Keep in mind that you can take responsibility for how you feel without taking the blame for the abuse. Think about the part you played in the situation. Ask yourself, “What, if any, is there about me that I need to change so this doesn’t happen to me again?”

Think about how you set limits with other people. Limits are what we find acceptable and unacceptable in their behavior towards us. It’s a skill that needs to be learned, but well worth the effort.

Step Three: Be Willing to Forgive Yourself

You did the best you could at the time. Maybe you made a bad decision because of emotions or selfishness. Make a list of the things you might do differently in the future.

Work at Your Own Pace

Often, we know we need to forgive but we feel overwhelmed by the task and aren’t ready to let go of the hurt.

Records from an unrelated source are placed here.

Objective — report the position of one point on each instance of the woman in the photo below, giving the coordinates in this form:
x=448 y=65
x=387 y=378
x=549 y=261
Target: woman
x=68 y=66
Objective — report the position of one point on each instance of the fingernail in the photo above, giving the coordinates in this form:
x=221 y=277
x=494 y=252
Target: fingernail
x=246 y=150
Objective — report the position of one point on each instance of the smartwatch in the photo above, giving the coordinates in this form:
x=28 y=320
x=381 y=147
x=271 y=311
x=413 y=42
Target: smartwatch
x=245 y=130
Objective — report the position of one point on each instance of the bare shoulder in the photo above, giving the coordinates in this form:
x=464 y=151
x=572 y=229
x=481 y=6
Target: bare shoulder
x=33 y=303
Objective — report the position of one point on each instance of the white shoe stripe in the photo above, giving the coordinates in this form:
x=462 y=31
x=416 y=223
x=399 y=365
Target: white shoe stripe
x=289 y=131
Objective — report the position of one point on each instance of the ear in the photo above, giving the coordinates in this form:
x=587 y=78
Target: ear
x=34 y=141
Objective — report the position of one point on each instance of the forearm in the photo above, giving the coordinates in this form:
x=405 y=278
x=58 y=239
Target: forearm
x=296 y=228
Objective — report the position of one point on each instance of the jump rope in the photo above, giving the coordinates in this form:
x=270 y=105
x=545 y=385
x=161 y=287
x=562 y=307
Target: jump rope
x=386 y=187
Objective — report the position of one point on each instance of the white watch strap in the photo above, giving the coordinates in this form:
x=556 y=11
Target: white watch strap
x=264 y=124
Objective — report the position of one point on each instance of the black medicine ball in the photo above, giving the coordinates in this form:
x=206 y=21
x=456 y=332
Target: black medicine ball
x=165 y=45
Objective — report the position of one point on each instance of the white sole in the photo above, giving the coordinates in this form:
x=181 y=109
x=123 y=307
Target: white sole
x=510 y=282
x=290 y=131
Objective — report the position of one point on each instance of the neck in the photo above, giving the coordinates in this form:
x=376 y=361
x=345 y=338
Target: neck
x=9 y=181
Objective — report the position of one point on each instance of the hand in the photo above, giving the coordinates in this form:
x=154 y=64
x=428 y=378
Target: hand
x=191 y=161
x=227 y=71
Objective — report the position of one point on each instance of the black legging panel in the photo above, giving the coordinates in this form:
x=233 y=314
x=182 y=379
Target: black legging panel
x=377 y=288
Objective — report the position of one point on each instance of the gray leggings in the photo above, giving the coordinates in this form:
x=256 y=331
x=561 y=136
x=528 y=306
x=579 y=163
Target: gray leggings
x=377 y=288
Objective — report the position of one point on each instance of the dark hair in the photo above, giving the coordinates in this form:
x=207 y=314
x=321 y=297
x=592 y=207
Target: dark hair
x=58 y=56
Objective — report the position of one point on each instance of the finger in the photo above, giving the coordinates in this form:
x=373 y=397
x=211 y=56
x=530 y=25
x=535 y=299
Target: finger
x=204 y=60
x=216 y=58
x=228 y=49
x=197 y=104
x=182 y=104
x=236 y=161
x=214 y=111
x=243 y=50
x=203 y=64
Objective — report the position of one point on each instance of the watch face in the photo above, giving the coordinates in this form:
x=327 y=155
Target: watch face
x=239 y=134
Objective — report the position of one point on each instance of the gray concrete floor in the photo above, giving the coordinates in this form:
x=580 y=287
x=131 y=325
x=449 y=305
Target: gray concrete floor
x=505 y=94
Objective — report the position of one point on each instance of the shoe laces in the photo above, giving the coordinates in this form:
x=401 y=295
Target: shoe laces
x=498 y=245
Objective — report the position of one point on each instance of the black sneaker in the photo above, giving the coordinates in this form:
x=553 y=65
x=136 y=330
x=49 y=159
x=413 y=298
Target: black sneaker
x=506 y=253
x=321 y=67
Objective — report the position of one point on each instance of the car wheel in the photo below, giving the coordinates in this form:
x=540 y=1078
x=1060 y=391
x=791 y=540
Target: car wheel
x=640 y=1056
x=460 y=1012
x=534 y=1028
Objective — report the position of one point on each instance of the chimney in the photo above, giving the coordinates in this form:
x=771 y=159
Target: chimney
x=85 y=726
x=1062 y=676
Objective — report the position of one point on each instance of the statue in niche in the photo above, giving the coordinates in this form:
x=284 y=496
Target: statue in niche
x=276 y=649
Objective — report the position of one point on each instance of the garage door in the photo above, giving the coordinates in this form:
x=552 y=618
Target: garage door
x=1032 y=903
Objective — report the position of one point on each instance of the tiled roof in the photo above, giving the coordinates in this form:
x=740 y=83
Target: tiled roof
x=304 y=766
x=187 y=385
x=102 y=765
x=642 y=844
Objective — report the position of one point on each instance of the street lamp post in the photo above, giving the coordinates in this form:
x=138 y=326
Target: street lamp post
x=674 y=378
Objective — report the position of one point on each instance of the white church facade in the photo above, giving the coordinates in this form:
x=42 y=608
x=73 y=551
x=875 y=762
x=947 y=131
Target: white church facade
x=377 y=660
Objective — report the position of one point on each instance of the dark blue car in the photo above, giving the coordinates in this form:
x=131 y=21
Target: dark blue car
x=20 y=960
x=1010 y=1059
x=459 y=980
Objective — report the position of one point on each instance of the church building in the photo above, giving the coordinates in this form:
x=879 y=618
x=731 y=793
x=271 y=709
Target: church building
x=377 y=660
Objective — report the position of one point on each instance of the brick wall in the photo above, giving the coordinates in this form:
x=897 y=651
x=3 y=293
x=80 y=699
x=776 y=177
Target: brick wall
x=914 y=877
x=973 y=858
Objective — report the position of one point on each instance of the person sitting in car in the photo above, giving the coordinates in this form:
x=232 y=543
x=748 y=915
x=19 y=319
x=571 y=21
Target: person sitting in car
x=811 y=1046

Finding forgiveness is never easy. Depending upon the circumstances, it might even seem impossible. Keep in mind that each situation is unique, and forgiving is a process that takes time and effort. Work at your own pace and recognize that healing may come slowly.

Step Four: Write a Letter You Never Intend to Send

Address it to the person who hurt you. Express anything you wish to say no matter what it is. Don’t minimize your feelings. This is your time to explore exactly what did/do feel and what you would want them to understand.

Next, try reframing the experience. Rewrite your story from the perspective of you overcoming adversity and the steps you are now taking to prioritize peace, joy, health and well-being. Paint your new life moving forward as a world filled with love and hope.

Step Five: Take Forward Action/Let it go

Forgiving is not forgetting. It’s costly remembering. Yes, it happened, but now it’s in the past. The past is to be learned from, not lived in. Keep in mind that healing only starts when you decide that you’re tired of being angry at another person and ready to let go. Forgiving is a conscious act that moves you forward. When an environmental “trigger” brings up your anger and memories, simply reassert to yourself that you have made the choice to forgive them and therefore, will live in the present with no wallowing in resentment.

Be patient with yourself. Knowing how to forgive and letting go will align you with a world of possibilities. Forgiving is a pathway to peace and contentment with life. Keep moving forward.